Я ринулся в городской сад. Цвели одуванчики, и я собирал их, как рассыпанные солнечные зайчики. Скоро среди лужайки возвышалась целая золотая горка. И вдруг меня охватила первая мужская робость. Как же при всех поднесу ей это? Я накрыл цветы лопухами и пошел домой. Нужно было подумать. И решиться.
На следующий день Марина скакала с подругами на тротуаре, расчерченном мелом, и на меня взглянула очень строго.
— Где же твои цветы?
Я опять побежал в сад. Я уже знал, что буду делать. Нашел свою лужайку, откинул лопухи — и обмер: передо мною лежала куча вялой травы. Золотые искры цветов потухли навсегда. И с ними моя смешная любовь. А Марина? Марина каталась с тех пор только на Сашкином велосипеде.

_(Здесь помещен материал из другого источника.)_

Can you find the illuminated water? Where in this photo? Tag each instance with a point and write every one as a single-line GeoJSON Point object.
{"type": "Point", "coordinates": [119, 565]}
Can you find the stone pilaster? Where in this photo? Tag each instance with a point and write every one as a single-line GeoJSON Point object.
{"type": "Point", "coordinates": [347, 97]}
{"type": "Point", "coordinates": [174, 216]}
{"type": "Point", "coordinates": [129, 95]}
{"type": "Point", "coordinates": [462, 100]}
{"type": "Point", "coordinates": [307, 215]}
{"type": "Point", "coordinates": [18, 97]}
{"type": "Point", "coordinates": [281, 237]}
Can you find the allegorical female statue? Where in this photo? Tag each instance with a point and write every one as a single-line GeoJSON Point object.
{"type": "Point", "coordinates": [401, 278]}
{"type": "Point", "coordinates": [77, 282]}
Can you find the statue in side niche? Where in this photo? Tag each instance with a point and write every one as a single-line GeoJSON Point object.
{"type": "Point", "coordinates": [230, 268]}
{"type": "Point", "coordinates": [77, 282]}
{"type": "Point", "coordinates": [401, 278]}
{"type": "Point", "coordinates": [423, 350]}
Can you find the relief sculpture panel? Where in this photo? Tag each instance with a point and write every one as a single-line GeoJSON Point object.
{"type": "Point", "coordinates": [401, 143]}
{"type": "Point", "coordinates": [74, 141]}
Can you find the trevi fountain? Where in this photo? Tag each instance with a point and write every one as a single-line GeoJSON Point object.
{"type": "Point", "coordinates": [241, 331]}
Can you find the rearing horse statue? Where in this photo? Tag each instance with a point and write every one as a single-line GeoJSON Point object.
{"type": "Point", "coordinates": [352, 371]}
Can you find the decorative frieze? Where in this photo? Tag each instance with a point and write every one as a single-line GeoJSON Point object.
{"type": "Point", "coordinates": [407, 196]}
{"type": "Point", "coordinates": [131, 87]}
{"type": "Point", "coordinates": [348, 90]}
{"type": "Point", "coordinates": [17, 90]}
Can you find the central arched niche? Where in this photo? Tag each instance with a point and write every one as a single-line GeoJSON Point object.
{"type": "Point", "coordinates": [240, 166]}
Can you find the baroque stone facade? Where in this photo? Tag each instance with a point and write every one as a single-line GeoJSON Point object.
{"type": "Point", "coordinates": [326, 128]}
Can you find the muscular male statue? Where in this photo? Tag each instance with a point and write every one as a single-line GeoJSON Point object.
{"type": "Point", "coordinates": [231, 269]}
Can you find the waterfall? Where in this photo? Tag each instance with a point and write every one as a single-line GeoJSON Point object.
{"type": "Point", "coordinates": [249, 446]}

Это случилось в войну. В нашей детдомовской библиотечке я случайно наткнулся на маленькую книжку. На обложке ее была фотография человека в меховой шапке, полушубке и с автоматом. Этот человек был очень похож на моего отца. Стащив книжку, я забрался в самый темный угол, оторвал обложку и засунул под рубаху. И долго там носил ее. Только иногда доставал, чтобы посмотреть. Конечно же, это должен быть мой отец! Третий год шла война, а я не получал от него даже писем. Я почти забыл его. И все равно я знал: это алой отец.
Я поделился открытием с Вовкой Акимцевым, самым сильным парнем в нашей спальне. Он вырвал портрет из моих рук и решил:
— Ерунда! Это не твой отец!
— Нет, мой!
— Пойдем спросим воспитательницу…
Ольга Петровна посмотрела на оторванную обложку и сказала:
— Нельзя портить книги. И вообще я не думаю, чтобы это был твой отец. Зачем его будут печатать в книжке? Ты сам подумай. Он же не писатель.
— Нет. Но это мой отец!
Володька Акимцев не отдал портрет. Он спрятал его и сказал, что я просто хочу похвастать, что все это блажь и он просто не отдаст мне обложку, чтобы я не занимался ерундой.
Но мне нужен был отец. Я перерыл всю библиотечку, отыскивая вторую такую книжку. А книжки не было. И я плакал по ночам.
Однажды Володька подошел ко мне и заявил, усмехаясь:
— Если это твой отец, ты должен за него ничего не жалеть. Ты не пожалеешь?
— Нет.
— Нож свой отдашь?
— Отдам.
— И компас?
— Отдам.
— А новый костюм поменяешь на старый? — И протянул измятую обложку. — Бери. Не нужно мне твоего костюма. Может, и вправду…
В глазах у Володьки были зависть и боль. Его родные жили в Новороссийске, занятом фашистами. И у него не было никаких фотографий.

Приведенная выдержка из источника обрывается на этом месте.